Biology • Year 12 • Module 7 • Lesson 5
Microbial Testing
Apply the serial dilution and plate count method to real colony count data, interpret a graph of CFU results across water sources, critique an experimental design, and reason about controls and validity in a remote Australian public health context.
1. Interpret colony count data from three water sources
An environmental health officer tested water samples from three sources in a remote community in the Northern Territory. Samples were serially diluted to 10−3 and 0.1 mL was spread per plate. After 48 h incubation at 37°C, three replicate plates were counted per dilution per source. The table below shows colony counts. 8 marks
| Source | Replicate 1 (colonies) | Replicate 2 (colonies) | Replicate 3 (colonies) | Mean |
|---|---|---|---|---|
| Bore water | 41 | 38 | 44 | |
| Rainwater tank | 0 | 0 | 0 | |
| Creek water | 214 | 229 | 198 | |
| Negative control (sterile water) | 0 | 0 | 0 | 0 |
Dilution factor: 10−3; volume plated: 0.1 mL; medium: nutrient agar. Selective medium for E. coli was used in a separate assay (results not shown).

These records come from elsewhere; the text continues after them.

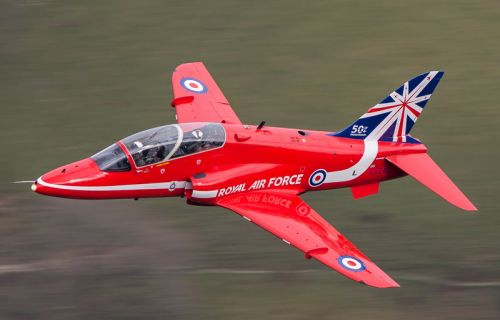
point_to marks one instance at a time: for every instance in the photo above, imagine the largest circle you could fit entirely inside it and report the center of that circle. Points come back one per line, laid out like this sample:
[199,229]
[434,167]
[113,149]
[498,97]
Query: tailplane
[393,118]
[423,169]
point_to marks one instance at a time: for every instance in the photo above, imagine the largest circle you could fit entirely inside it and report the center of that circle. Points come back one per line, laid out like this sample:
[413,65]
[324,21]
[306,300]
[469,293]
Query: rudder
[393,118]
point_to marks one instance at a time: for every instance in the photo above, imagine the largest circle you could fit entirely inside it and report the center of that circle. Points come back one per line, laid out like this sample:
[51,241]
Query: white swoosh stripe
[205,194]
[124,187]
[369,154]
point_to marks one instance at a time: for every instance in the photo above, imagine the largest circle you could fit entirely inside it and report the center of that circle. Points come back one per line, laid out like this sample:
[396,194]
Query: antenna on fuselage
[261,125]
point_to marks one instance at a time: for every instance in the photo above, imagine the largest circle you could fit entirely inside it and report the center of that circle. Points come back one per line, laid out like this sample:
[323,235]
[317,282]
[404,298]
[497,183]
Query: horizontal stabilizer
[423,169]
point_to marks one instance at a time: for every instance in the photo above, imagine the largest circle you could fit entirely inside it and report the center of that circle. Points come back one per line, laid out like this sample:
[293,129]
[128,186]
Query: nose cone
[67,181]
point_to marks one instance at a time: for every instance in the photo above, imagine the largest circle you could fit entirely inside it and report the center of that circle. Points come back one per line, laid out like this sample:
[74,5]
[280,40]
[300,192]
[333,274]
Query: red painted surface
[257,172]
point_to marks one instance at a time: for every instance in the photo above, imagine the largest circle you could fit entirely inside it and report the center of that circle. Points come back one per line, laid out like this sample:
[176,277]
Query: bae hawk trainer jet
[211,158]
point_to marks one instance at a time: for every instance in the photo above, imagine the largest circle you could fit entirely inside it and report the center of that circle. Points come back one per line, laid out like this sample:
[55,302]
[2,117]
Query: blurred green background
[77,75]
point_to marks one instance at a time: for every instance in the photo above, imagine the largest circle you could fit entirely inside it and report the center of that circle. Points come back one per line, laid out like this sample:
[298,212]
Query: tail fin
[393,118]
[423,169]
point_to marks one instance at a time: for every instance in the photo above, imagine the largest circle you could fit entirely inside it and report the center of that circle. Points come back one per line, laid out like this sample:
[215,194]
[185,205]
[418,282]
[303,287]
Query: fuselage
[244,158]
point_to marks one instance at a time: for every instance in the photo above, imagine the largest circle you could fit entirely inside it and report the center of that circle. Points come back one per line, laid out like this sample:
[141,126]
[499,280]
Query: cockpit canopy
[161,144]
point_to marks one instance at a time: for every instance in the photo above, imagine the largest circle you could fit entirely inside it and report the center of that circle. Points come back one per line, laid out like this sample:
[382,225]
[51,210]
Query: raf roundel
[350,263]
[193,85]
[317,177]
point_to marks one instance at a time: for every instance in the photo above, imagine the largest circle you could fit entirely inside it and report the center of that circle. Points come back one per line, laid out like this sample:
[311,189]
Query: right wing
[197,98]
[285,215]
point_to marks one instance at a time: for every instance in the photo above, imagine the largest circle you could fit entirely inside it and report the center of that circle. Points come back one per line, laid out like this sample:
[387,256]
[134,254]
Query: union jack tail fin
[393,118]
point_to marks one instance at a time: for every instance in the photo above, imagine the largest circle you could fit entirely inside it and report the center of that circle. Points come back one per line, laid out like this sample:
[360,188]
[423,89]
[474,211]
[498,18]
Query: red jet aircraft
[212,158]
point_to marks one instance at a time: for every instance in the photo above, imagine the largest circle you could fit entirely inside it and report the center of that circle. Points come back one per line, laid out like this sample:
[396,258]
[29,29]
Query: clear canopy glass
[173,141]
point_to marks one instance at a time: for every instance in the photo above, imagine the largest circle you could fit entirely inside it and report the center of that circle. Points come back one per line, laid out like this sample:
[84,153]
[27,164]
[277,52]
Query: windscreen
[112,159]
[153,145]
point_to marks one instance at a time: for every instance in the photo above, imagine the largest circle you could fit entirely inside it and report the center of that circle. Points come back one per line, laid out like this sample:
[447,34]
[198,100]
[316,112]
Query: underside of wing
[197,98]
[289,218]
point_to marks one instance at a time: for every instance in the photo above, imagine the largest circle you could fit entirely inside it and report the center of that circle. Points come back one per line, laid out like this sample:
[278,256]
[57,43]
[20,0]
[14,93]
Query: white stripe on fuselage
[369,154]
[170,185]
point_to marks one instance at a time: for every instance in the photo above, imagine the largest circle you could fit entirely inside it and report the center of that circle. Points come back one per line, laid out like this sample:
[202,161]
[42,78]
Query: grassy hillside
[76,76]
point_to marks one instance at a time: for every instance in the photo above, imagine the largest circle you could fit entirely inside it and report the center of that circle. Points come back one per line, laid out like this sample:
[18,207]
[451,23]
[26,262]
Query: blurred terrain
[77,76]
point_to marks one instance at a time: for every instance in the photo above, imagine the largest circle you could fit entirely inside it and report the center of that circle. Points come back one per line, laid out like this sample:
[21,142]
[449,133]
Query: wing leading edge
[197,98]
[289,218]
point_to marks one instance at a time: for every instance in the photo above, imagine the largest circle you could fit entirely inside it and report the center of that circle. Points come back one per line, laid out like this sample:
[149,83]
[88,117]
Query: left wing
[285,215]
[197,98]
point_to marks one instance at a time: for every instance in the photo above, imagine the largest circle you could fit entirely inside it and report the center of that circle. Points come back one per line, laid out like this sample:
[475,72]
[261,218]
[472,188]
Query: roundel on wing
[193,85]
[351,263]
[317,177]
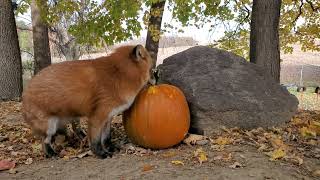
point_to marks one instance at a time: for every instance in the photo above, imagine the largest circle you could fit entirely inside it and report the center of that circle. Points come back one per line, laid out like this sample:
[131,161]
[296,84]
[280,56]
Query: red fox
[97,89]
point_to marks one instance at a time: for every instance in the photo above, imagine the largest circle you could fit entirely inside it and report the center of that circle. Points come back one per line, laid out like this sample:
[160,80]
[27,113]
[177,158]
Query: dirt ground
[291,152]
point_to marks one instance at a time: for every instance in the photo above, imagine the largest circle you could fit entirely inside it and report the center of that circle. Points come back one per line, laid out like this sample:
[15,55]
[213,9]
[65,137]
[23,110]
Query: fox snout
[154,76]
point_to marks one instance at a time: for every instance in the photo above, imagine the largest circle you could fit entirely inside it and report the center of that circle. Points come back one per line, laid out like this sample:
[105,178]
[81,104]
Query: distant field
[308,99]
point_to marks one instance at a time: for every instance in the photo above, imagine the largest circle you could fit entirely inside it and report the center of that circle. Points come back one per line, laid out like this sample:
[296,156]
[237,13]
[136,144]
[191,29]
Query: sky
[202,35]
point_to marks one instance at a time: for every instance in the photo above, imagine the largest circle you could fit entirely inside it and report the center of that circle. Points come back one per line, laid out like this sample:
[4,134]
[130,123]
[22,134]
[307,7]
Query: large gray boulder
[223,89]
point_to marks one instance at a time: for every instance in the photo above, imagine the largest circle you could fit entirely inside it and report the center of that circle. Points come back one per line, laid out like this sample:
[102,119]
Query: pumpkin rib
[159,117]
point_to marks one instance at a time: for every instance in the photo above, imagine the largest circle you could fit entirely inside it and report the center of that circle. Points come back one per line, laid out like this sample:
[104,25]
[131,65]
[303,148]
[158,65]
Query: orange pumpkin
[159,117]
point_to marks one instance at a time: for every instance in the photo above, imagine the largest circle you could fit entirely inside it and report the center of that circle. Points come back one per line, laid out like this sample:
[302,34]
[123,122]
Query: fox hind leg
[51,131]
[76,127]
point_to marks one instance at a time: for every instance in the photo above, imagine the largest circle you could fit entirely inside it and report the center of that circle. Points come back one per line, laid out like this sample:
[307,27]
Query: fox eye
[137,53]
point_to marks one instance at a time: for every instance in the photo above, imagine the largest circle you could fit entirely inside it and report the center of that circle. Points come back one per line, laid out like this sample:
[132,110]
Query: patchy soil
[290,152]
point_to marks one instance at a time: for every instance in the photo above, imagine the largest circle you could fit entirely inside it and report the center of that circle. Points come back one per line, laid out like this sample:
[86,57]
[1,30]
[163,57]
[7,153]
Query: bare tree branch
[312,6]
[25,51]
[300,12]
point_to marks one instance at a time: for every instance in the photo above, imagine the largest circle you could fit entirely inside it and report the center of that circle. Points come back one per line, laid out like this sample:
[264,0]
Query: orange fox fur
[97,89]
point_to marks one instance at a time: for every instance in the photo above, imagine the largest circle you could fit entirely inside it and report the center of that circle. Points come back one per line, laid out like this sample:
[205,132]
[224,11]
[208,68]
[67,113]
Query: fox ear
[138,53]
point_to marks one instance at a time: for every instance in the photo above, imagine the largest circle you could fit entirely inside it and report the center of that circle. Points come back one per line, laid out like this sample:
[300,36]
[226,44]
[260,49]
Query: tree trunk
[264,36]
[42,56]
[10,58]
[154,27]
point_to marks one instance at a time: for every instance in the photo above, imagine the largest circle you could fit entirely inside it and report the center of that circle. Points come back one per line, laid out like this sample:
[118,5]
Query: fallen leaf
[10,148]
[277,154]
[223,141]
[60,139]
[307,133]
[148,167]
[177,163]
[6,164]
[169,154]
[316,173]
[193,138]
[36,148]
[262,147]
[202,142]
[277,143]
[84,154]
[13,171]
[28,161]
[66,158]
[297,121]
[300,160]
[235,165]
[217,148]
[315,126]
[201,155]
[14,153]
[3,138]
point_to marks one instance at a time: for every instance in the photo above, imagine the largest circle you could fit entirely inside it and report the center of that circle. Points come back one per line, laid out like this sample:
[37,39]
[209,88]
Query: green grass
[307,99]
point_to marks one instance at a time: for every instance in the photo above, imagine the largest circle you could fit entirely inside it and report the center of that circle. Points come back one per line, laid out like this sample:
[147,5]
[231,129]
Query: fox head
[141,59]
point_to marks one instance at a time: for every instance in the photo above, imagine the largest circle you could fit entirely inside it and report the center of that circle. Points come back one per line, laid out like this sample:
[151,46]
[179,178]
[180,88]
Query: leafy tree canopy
[114,21]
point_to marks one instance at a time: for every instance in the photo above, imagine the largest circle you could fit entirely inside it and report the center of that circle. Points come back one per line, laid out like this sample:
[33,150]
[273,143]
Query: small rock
[202,142]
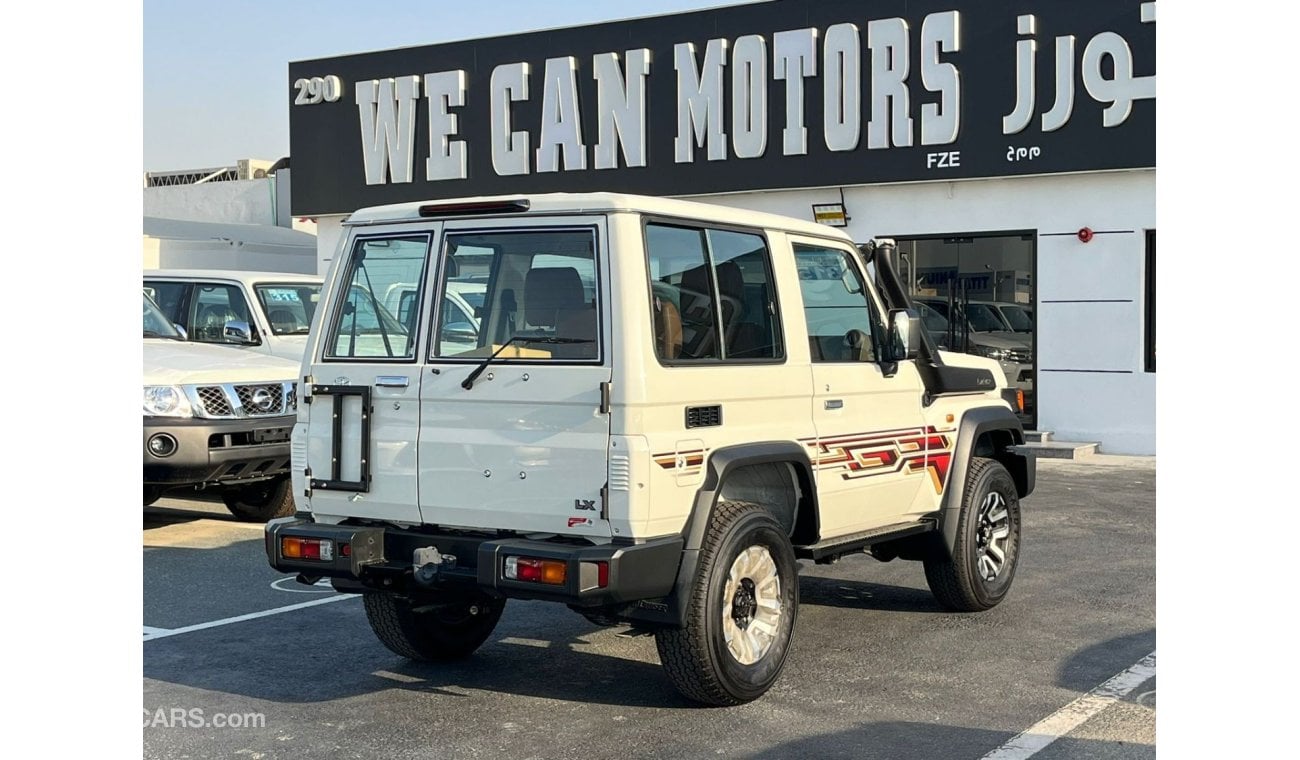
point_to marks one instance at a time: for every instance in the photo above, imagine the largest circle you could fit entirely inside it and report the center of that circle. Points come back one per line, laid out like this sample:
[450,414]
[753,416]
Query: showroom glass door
[975,294]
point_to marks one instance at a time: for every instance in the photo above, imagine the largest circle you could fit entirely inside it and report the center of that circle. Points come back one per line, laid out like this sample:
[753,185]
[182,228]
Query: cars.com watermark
[194,717]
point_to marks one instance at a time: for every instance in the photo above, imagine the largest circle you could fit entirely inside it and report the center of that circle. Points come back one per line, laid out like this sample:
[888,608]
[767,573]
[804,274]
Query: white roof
[579,203]
[226,231]
[245,277]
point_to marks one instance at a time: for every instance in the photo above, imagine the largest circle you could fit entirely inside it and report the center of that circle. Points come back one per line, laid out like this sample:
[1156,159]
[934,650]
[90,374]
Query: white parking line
[1071,716]
[159,633]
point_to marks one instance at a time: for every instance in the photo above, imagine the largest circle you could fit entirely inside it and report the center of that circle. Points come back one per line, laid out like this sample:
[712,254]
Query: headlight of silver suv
[167,402]
[996,354]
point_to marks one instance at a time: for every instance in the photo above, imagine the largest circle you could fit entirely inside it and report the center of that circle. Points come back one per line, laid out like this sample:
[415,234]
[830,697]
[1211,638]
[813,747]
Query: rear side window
[711,295]
[364,324]
[531,294]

1.1 Calculate the mean colony count for bore water and creek water. Then, using the formula CFU/mL = colony count ÷ (volume plated × dilution factor), calculate the estimated bacterial concentration (CFU/mL) for each. Show all working. 3 marks
1.2 The zero count for the rainwater tank is both a result and a potential source of confusion. Explain two things the zero count does tell you and two things it does not tell you about the safety of the rainwater. 3 marks
1.3 What is the significance of the negative control plate showing zero colonies? What would you conclude if it had shown 5 colonies instead? 2 marks
2. Interpret graph — colony counts vs incubation temperature
A student investigating the effect of incubation temperature on colony count plated 0.1 mL of a 10−3 dilution of bore water onto identical nutrient agar plates and incubated six sets of three replicate plates each at a different temperature for 48 hours. Mean colony counts per plate are plotted below. 7 marks
Figure 2. Mean colony count vs incubation temperature. Bore water; dilution 10−3; volume plated 0.1 mL; nutrient agar; 48 h incubation. Data illustrative of the temperature-growth relationship documented in standard microbiological practice.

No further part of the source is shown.